69

Esta vez, el conductor era una mujer. Amy bajó su letrero y subió al coche.

—¿Cómo estás, Amy? —La mujer le ofreció la mano—. Soy Rachel Wood.

Se estrecharon la mano. Por un momento, Amy se quedó sin habla, fascinada por la belleza de la mujer: un rostro de huesos delicados y perfectos, como cincelado con las mejores herramientas; piel que irradiaba salud juvenil; un cuerpo esbelto y fuerte, los brazos articulados de músculo sin grasa. El pelo recogido en una cola de caballo, rubio con mechas doradas.

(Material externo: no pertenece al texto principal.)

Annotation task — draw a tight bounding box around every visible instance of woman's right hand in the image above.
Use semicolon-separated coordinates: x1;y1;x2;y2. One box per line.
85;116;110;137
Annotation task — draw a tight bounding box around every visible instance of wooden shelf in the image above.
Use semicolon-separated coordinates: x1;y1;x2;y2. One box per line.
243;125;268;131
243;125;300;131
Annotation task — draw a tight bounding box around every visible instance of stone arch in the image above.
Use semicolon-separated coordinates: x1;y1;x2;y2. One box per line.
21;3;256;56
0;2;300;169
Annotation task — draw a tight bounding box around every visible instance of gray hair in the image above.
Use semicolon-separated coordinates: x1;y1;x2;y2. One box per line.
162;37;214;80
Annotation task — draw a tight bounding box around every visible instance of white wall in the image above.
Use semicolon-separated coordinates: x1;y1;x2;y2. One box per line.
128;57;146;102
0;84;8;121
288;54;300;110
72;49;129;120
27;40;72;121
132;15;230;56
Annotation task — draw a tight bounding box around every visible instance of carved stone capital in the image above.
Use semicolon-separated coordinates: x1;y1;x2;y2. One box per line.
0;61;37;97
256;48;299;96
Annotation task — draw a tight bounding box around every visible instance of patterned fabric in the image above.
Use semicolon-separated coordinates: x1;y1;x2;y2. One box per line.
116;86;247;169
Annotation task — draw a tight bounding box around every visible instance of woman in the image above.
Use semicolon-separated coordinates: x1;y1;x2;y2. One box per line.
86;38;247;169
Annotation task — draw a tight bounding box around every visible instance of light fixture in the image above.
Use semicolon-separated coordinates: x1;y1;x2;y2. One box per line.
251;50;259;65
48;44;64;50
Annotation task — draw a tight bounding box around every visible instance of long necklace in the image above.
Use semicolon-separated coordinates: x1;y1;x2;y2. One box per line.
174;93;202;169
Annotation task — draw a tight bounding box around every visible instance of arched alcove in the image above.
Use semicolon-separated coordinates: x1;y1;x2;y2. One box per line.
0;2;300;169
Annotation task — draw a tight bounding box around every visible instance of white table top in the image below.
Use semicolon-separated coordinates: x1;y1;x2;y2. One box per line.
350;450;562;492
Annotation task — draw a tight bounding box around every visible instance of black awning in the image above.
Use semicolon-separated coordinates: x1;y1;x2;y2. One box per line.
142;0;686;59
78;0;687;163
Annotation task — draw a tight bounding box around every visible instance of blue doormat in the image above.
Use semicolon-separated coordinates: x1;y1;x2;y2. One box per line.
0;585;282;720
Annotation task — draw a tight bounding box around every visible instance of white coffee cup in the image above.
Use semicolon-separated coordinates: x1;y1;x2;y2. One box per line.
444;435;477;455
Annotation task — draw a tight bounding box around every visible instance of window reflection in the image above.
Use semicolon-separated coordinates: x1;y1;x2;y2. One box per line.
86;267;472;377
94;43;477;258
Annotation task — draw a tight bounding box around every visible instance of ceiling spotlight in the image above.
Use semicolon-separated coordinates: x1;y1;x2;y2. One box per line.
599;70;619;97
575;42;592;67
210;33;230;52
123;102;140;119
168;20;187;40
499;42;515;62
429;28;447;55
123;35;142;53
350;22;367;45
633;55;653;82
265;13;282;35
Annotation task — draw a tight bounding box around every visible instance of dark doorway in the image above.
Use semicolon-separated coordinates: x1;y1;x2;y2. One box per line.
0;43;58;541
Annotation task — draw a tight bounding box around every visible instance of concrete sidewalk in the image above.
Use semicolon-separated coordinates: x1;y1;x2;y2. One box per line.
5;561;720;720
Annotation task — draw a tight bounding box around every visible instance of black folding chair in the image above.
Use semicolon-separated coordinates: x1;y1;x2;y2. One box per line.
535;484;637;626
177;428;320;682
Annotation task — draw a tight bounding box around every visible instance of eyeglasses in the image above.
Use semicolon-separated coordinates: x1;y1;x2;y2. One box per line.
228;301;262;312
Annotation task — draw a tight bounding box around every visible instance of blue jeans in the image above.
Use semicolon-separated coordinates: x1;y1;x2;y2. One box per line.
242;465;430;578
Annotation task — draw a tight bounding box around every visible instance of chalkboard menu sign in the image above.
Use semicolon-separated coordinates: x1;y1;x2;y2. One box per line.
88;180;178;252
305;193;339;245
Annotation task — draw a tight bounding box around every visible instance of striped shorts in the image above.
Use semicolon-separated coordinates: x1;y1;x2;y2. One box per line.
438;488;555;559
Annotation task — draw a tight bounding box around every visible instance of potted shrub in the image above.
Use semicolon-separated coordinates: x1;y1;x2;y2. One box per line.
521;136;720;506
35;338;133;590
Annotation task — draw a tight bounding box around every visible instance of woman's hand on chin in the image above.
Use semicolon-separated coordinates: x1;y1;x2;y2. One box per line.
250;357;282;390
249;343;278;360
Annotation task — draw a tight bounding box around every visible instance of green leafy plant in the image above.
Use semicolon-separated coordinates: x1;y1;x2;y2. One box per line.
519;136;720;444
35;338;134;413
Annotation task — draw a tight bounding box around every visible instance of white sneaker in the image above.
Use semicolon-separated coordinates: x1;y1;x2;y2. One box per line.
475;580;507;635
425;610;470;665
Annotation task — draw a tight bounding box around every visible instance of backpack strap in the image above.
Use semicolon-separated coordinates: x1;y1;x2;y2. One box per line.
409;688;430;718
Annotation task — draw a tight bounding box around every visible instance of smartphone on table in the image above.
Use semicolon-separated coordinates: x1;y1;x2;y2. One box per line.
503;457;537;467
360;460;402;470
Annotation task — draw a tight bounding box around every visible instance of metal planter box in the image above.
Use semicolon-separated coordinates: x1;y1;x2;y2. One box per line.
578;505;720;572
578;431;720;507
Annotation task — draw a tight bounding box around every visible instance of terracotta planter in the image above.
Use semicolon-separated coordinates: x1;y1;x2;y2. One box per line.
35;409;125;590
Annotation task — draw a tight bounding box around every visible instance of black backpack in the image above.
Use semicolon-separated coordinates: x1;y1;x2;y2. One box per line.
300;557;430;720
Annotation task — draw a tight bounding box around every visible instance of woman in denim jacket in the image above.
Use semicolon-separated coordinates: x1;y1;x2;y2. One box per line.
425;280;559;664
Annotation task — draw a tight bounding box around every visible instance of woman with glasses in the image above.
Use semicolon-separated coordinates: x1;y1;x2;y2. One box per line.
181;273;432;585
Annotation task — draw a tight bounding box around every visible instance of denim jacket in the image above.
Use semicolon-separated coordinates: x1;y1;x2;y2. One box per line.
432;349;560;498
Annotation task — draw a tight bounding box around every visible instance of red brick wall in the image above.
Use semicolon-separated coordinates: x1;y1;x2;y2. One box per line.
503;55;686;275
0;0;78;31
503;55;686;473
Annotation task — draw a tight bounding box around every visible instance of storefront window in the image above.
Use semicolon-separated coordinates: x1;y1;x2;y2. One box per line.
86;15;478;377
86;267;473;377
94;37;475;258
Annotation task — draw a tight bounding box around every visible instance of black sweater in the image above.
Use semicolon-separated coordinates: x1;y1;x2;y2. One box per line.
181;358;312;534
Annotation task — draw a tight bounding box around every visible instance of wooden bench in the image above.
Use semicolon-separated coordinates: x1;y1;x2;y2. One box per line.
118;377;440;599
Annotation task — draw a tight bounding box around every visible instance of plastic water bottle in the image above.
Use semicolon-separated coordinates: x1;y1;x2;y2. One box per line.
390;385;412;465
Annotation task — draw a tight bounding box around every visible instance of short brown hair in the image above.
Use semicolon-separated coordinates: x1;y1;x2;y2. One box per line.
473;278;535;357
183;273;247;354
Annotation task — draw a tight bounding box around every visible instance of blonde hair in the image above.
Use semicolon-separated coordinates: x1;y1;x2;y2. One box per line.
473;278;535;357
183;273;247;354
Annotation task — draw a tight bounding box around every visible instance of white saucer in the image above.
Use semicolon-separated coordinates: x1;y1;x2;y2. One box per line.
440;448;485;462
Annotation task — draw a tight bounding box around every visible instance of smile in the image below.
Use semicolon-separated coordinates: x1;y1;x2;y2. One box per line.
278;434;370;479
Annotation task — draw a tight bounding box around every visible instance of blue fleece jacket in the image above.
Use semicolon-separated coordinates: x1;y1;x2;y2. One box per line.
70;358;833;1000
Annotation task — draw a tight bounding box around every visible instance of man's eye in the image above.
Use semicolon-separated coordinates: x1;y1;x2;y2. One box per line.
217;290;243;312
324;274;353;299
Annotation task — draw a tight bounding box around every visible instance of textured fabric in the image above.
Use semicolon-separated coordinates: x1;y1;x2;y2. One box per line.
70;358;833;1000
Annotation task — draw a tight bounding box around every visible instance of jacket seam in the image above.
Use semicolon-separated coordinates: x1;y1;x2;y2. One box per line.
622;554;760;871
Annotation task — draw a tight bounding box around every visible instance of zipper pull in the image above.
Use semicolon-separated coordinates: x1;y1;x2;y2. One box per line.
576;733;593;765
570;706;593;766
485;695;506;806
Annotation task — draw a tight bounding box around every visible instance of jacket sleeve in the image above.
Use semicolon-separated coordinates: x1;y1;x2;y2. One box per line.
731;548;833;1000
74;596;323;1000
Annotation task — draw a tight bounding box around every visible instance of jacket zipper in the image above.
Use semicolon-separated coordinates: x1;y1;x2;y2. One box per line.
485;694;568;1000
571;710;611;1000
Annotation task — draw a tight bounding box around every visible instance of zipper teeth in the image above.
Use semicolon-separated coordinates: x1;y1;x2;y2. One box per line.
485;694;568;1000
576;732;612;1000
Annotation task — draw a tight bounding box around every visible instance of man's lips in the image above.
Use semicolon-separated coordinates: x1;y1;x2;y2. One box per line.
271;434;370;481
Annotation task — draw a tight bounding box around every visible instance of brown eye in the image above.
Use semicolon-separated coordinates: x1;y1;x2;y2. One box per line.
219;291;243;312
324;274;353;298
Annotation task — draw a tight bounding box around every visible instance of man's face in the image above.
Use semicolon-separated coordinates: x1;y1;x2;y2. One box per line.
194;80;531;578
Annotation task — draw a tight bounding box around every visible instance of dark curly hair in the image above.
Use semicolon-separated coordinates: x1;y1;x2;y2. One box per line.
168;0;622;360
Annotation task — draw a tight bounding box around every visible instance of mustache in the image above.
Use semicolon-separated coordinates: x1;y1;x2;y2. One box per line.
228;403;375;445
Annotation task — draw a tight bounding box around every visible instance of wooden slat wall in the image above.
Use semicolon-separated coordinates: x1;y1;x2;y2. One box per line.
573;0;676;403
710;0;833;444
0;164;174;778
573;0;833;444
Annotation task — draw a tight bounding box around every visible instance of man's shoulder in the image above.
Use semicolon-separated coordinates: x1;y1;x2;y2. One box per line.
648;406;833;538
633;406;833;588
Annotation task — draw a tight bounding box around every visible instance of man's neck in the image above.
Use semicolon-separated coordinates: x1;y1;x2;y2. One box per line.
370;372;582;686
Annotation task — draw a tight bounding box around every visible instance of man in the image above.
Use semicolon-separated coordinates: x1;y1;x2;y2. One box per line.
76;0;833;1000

Vestía lo que Amy sabía que era ropa de tenis, aunque daba la impresión de que su conocimiento procedía de algún otro sitio, pues la idea de tenis carecía de cualquier referencia significativa. Sobre la cabeza llevaba gafas de sol con diminutas joyas incrustadas en las patillas.

—Lamento no haber llegado antes para recogerte —continuó Rachel—. Anthony pensó que, la primera vez, te gustaría ver un rostro conocido.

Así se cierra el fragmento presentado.